Back when I was in high school, a teacher had arranged some small group sessions in which the students were to discuss certain assigned readings. When we assembled, it soon became apparent that most of the students had not done the assigned readings and thus were unable to discuss them. In frustration, the teacher cancelled the whole program. In order to rescue the situation, the students got together and decided to offer a formal apology. They asked me to be their spokesman and deliver the apology. I refused. It happened that in this case I had been one of the students who had done the assigned readings. (There were, of course, other occasions when I had not done some assigned work.) I did not think that I should be the one delivering the apology because I was not one of the ones who was at fault. I judged that in that case my apology would have been rightly deemed to be meaningless. Apologizing for someone else’s actions is not really an apology at all. It is merely a judgement from the sidelines that someone else’s actions were wrong.

I was reminded of this incident from my youth when, on November 7 of this year, Prime Minister Justin Trudeau issued a formal apology to the Jewish refugees on the ship MS St. Louis, who were not offered sanctuary in Canada in 1939. It led me to write an article, which has now been published in C2C Journal.

I have never been a fan of belated proxy apologies. I have long suspected that apologies such as this are primarily for the benefit of those who make the apologies. It is an opportunity for them to pat themselves on the back and display their moral superiority to those of a previous generation. It is a chance for them to proclaim, “I would not have done that. I would have done better.” As I pointed out in that article, it is too easy to judge the actions of someone else in an entirely different context. We cannot know that, if we had been in that person’s situation, we would not have done the same thing.

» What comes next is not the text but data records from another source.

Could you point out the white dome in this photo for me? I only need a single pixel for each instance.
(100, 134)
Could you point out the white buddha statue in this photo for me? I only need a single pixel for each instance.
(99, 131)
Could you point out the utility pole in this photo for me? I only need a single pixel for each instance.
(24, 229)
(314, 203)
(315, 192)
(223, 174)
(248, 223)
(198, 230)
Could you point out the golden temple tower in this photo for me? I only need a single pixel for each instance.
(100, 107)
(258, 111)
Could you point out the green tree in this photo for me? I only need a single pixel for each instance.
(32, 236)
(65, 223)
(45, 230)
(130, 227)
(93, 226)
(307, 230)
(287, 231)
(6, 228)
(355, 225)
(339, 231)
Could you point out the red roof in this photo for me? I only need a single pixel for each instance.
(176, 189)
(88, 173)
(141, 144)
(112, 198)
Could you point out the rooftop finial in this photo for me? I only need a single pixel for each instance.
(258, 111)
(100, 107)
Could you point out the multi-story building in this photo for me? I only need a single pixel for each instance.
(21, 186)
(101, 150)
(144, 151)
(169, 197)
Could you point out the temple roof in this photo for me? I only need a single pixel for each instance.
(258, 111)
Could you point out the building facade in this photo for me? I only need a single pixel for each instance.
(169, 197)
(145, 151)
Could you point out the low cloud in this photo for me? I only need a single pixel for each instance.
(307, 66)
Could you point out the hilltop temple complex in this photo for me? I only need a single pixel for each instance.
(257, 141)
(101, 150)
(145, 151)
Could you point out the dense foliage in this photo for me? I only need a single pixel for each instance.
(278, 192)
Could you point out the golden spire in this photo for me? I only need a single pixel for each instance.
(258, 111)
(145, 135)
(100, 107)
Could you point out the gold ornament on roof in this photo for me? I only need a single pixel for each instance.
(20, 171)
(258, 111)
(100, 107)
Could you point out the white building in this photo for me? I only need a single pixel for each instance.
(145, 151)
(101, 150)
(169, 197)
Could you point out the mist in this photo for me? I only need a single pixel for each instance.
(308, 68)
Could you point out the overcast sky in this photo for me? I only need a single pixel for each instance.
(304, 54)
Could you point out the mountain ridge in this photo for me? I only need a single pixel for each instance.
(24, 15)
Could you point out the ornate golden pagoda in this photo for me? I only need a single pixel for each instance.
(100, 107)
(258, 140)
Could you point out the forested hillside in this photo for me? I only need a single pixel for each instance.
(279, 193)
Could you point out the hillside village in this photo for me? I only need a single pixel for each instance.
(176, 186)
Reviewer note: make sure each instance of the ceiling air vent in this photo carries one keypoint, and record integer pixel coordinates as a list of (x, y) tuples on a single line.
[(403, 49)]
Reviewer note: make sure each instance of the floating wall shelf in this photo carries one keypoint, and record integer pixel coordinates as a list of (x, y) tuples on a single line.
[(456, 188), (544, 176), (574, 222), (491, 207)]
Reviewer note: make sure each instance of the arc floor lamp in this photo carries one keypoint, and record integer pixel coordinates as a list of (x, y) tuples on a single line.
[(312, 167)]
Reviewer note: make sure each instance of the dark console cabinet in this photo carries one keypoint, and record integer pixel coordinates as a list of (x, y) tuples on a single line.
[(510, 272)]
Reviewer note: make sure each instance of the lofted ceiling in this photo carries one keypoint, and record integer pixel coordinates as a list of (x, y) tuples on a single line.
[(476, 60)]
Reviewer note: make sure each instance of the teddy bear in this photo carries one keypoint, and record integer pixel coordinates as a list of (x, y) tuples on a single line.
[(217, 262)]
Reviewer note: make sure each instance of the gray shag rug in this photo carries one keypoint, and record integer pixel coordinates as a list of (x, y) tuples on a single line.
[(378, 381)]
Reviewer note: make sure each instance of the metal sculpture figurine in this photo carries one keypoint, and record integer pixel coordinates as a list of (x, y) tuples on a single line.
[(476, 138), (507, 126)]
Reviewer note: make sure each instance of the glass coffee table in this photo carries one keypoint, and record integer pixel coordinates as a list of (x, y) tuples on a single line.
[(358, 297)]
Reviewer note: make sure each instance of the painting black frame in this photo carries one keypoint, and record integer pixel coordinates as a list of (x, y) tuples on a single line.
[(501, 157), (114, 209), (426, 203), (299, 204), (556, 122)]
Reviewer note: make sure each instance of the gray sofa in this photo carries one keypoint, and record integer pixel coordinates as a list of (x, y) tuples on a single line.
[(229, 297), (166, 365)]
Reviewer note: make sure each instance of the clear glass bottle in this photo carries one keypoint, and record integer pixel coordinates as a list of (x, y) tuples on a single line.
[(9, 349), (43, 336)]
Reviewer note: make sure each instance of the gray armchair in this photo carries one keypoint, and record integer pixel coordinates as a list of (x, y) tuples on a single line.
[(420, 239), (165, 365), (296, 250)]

What is really inappropriate in such apologies is the arrogance of them. In spite of what we would like to believe, we are not morally superior to people in the past. We just commit different sins and injustices on different victims. The irony is that those who issue such belated apologies for other people’s sins do so because they seem to be unaware that they might have faults of their own. A little humility might help them to realize that a few generations from now someone may feel moved to apologize for some of their unjust actions.